Il furgone rubato finisce in Serbia – Caccia al ladro con il satellite

 Mariano Comense 21 novembre 2014

Doveva servire per un matrimonio. Invece è stato smontato per rivendere i pezzi. Il padrone lo ha recuperato dopo un inseguimento durato 1.400 chilometri

Una roccambolesca caccia al furgone attraverso mezza Europa. Un inseguimento a rotta di collo conclusosi con un lieto fine: ovvero con il recupero senza colpo ferire del veicolo trafugato. Protagonista dell’avventura che sembra uscire direttamente  da un action movie è Alessandro Burgio, titolare dell’omonima impresa di noleggio, vendita e assistenza autocarri sulla Provinciale 32, a Novedrate. La storia inizia nella mattinata di venerdì scorso, quando alla ditta si presenta un uomo che, carta di identità alla mano, si presenta come  Emanuele  Mazzola,  42enne originario di Palermo ma residente a Rovereto, in Trentino.

Il documento con  ogni probabilità  è falso, come false sono le generalità che  vi sonno scritte sopra, ma Burgio non lo può sapere.
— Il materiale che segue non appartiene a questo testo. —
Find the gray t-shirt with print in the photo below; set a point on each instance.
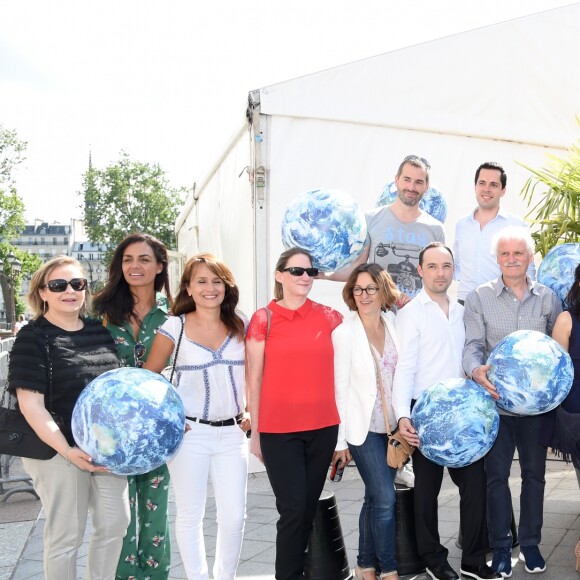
(395, 245)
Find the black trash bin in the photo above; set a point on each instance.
(408, 559)
(326, 557)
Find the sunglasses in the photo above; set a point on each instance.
(297, 271)
(59, 285)
(370, 290)
(415, 158)
(139, 353)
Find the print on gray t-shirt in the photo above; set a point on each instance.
(395, 245)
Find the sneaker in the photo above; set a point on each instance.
(405, 476)
(533, 559)
(502, 561)
(481, 572)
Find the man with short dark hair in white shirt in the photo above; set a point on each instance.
(475, 263)
(431, 335)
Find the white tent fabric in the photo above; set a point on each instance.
(517, 80)
(507, 93)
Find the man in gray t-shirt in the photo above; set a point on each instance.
(395, 245)
(397, 233)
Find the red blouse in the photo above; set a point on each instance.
(298, 381)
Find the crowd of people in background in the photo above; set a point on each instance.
(310, 389)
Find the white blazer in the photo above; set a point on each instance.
(355, 382)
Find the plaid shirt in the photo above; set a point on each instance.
(492, 311)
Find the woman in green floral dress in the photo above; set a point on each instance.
(133, 304)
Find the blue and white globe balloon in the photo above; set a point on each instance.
(456, 421)
(129, 420)
(557, 269)
(329, 224)
(433, 201)
(531, 372)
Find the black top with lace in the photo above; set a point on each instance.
(77, 358)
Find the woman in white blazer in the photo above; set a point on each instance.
(362, 344)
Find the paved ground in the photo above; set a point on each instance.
(22, 521)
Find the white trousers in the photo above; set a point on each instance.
(222, 453)
(68, 494)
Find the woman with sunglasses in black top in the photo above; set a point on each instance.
(133, 304)
(292, 402)
(53, 358)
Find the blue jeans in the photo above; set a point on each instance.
(376, 548)
(522, 433)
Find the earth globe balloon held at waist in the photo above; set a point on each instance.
(456, 421)
(433, 201)
(556, 270)
(532, 373)
(129, 420)
(329, 224)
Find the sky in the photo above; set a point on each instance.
(167, 82)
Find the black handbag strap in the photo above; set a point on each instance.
(5, 401)
(177, 348)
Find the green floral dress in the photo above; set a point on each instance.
(146, 549)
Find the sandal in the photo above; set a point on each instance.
(359, 573)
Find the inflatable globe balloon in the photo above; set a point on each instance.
(557, 269)
(531, 372)
(129, 420)
(329, 224)
(433, 201)
(456, 421)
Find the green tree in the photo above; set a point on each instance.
(12, 221)
(557, 210)
(126, 197)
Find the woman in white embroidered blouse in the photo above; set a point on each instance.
(369, 336)
(210, 378)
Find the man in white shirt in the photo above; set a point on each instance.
(431, 335)
(475, 262)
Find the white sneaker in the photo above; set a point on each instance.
(405, 476)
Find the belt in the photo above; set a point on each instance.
(224, 423)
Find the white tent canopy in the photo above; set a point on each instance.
(514, 81)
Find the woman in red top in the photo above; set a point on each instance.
(292, 402)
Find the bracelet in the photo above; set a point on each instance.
(66, 457)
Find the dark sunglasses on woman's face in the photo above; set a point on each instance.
(139, 353)
(297, 271)
(60, 284)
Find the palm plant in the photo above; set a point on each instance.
(557, 211)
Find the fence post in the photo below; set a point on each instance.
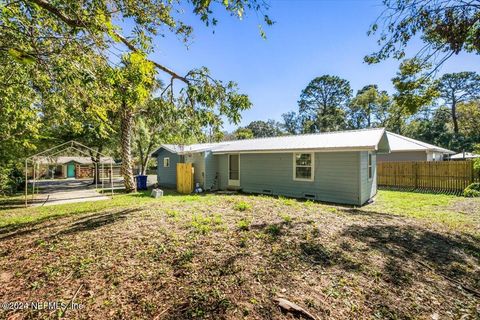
(472, 174)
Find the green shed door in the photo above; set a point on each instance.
(71, 170)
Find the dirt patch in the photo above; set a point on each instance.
(467, 206)
(230, 256)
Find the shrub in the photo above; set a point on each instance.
(472, 190)
(242, 206)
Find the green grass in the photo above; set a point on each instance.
(436, 208)
(12, 219)
(226, 256)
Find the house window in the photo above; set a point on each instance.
(303, 164)
(370, 166)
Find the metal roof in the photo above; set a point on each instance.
(64, 160)
(401, 143)
(350, 140)
(465, 155)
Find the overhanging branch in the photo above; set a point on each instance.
(78, 23)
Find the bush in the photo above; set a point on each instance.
(12, 180)
(472, 190)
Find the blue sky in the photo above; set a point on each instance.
(309, 39)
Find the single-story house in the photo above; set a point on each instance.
(70, 167)
(337, 167)
(408, 149)
(465, 156)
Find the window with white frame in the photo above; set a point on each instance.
(303, 164)
(370, 166)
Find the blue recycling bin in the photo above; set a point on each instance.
(141, 182)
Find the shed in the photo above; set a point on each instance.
(337, 167)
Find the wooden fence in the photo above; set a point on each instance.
(185, 178)
(449, 176)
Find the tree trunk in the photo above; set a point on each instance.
(96, 158)
(126, 137)
(454, 117)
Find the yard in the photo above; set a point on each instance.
(408, 255)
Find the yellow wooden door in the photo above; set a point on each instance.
(185, 178)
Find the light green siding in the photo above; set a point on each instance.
(368, 187)
(211, 166)
(222, 169)
(167, 176)
(337, 176)
(198, 161)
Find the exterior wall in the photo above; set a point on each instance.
(198, 161)
(403, 156)
(211, 166)
(222, 169)
(368, 187)
(336, 176)
(167, 177)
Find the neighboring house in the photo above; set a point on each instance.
(408, 149)
(465, 156)
(335, 167)
(70, 167)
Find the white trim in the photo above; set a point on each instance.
(233, 183)
(168, 160)
(372, 148)
(312, 156)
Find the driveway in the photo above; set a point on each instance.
(51, 192)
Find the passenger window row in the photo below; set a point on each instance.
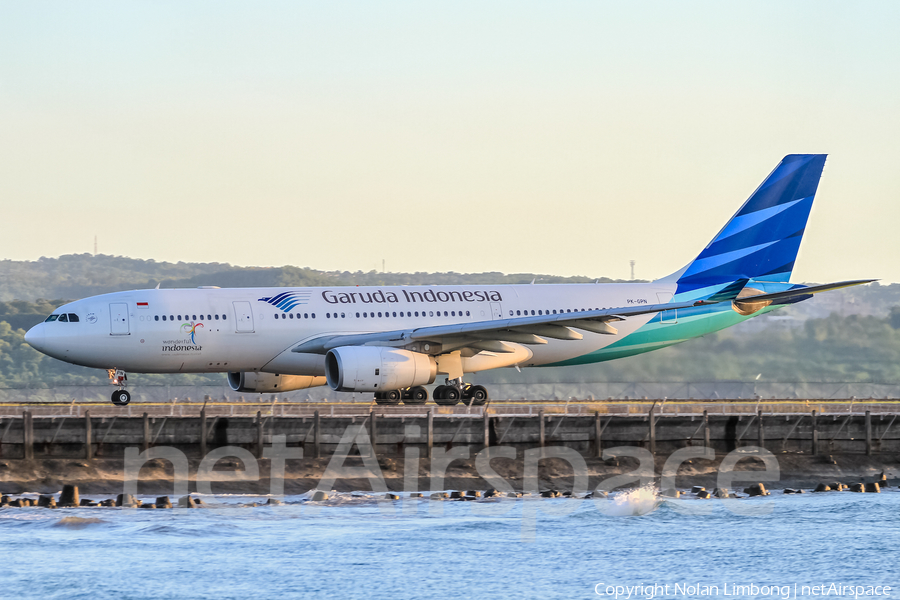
(63, 318)
(386, 314)
(525, 313)
(191, 317)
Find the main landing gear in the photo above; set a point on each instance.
(117, 377)
(456, 390)
(444, 395)
(413, 395)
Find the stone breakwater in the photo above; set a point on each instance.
(523, 448)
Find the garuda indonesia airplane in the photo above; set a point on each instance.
(393, 341)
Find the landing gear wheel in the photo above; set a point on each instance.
(389, 398)
(416, 395)
(445, 395)
(121, 397)
(478, 395)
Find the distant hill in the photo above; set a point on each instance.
(80, 275)
(846, 335)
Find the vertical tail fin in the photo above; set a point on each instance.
(762, 239)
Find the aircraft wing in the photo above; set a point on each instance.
(489, 335)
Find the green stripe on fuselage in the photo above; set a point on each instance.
(691, 323)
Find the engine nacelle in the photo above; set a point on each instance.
(250, 381)
(376, 369)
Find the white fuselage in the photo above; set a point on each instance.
(255, 329)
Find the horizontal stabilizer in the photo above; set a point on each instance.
(781, 297)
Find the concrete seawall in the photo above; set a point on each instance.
(91, 430)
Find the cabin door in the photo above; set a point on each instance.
(118, 318)
(243, 317)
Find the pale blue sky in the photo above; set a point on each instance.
(564, 137)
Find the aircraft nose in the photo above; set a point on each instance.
(35, 337)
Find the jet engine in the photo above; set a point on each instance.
(269, 382)
(376, 369)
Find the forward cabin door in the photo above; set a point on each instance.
(118, 318)
(243, 317)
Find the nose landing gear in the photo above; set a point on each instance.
(117, 377)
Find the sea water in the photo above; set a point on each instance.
(635, 545)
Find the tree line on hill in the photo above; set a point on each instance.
(848, 335)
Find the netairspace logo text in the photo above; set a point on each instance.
(785, 592)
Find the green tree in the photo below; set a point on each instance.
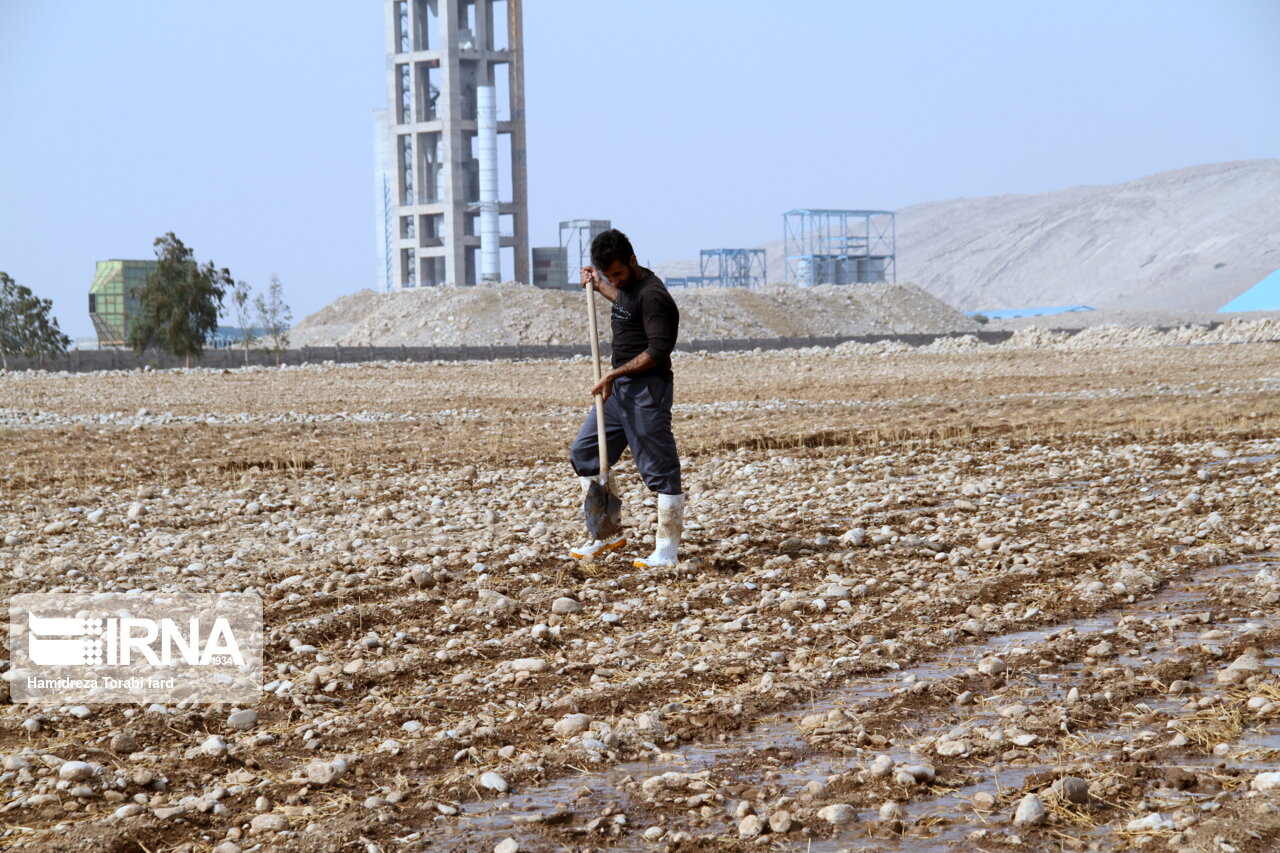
(274, 318)
(243, 318)
(179, 302)
(27, 324)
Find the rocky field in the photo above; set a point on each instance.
(974, 598)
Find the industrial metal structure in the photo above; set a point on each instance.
(726, 268)
(453, 199)
(551, 268)
(576, 236)
(840, 246)
(114, 299)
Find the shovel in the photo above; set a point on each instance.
(602, 507)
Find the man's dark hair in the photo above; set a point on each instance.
(611, 246)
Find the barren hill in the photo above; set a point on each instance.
(1188, 240)
(512, 313)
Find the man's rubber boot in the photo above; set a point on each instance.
(593, 547)
(671, 525)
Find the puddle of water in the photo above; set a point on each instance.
(484, 820)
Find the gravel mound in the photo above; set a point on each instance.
(512, 313)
E quindi lo prende per buono.   «Quell’uomo è venuto qui e ha noleggiato un furgoncino da nove posti – racconta- un Fiat Scudo Panorama, per la precisione.    Diceva che gli  serviva per partecipare a un matrimonio a Valmorea».

L’accordo: L’intesa era che il mezzo avrebbe dovuto  essere  riconsegnato lunedì mattina. E così l’affare viene concluso.     «Se non che – prosegue Burgio – sabato pomeriggio facciamo un controllo di routine attraverso il Gps montato sul furgone. E così scopriamo  che lo Scudo si trova a Trieste. Poi da lì in avanti il segnale sparisce».  In realtà, in quel momento il Fiat ha già passato il confine   e si sta  addentrando  nella   Mitteleuropa. «Il localizzatore satellitare  non era configurato  per  l’estero – spiega Burgio -allora lo configuriamo e scopriamo che il furgone sabato pomeriggio era in Ungheria, e che poi quella sera stessa aveva continuato il proprio viaggio fermandosi a Cacak, in  Serbia».

Il Fiat Scudo non è più nuovo di zecca. Ma vale pur sempre 12mila euro. Così Burgio non ci pensa due volte. Dopo aver denunciato i fatti alla tenenza dei carabinieri  di  Mariano  insieme a due collaboratori, sale su un’auto e si mette in moto, lancia in resta, per recuperarlo.

«Siamo partiti alle 20 senza nemmeno mangiare e senza nemmeno lavarci – ricorda – ci siamo fatti 1400 chilometri filati senza praticamente mai fermarci.  Siamo arrivati alle 8 di mattino, dodici ore dopo.

Ci ha guidati la centrale operativa della MLS, l’azienda di Milano che ci ha fornito i localizzatori.

Grazie alle immagini dal satellite, ci hanno descritto anche gli edifici che si trovavano attorno al furgone, in modo che potessimo riconoscere esattamente la zona in cui si trovava».

Il faccia a faccia: Burgio e i tre collaboratori giungono infine da uno sfasciacarrozze. «Il furgone era stato già parzialmente smontato – dice – gli mancava tutta la parte davanti. Probabilmente lo stavano smantellando per vendere i pezzi di ricambio».  «Secondo me è stato determinante il fattore sorpresa – prosegue – il demolitore si è visto arrivare dal nulla tre persone, all’improvviso , che reclamavano il furgone. Non c’è stato bisogno né di minacce, né di usare la forza. Quando gli abbiamo spiegato la situazione, ha rimontato il furgone, targhe comprese, e ce lo ha restituito.

Poi abbiamo scoperto che sopra era stato installato un accessorio che serve per disturbare le onde del Gps. È illegale, ma è in circolazione lo stesso. Su internet lo si compera con 50 euro e ha ottime recensioni. Purtroppo per loro, lo hanno montato quando erano già arrivati a destinazione, così abbiamo potuto localizzare ugualmente il furgone. Quando ci hanno ridato lo Scudo, ci siamo rimessi quasi subito in viaggio: erano le 10 e all’una di notte eravamo di nuovo a casa».

Tutto è bene quel che finisce bene, insomma. Se non fosse per un particolare. «Quel Mazzola, o come diavolo si chiama per davvero – chiosa Burgio – lui in Serbia non c’era, dopo venerdì non lo abbiamo più visto. E chissà dove si trova adesso, libero di combinare qualche altro tiro dei suoi».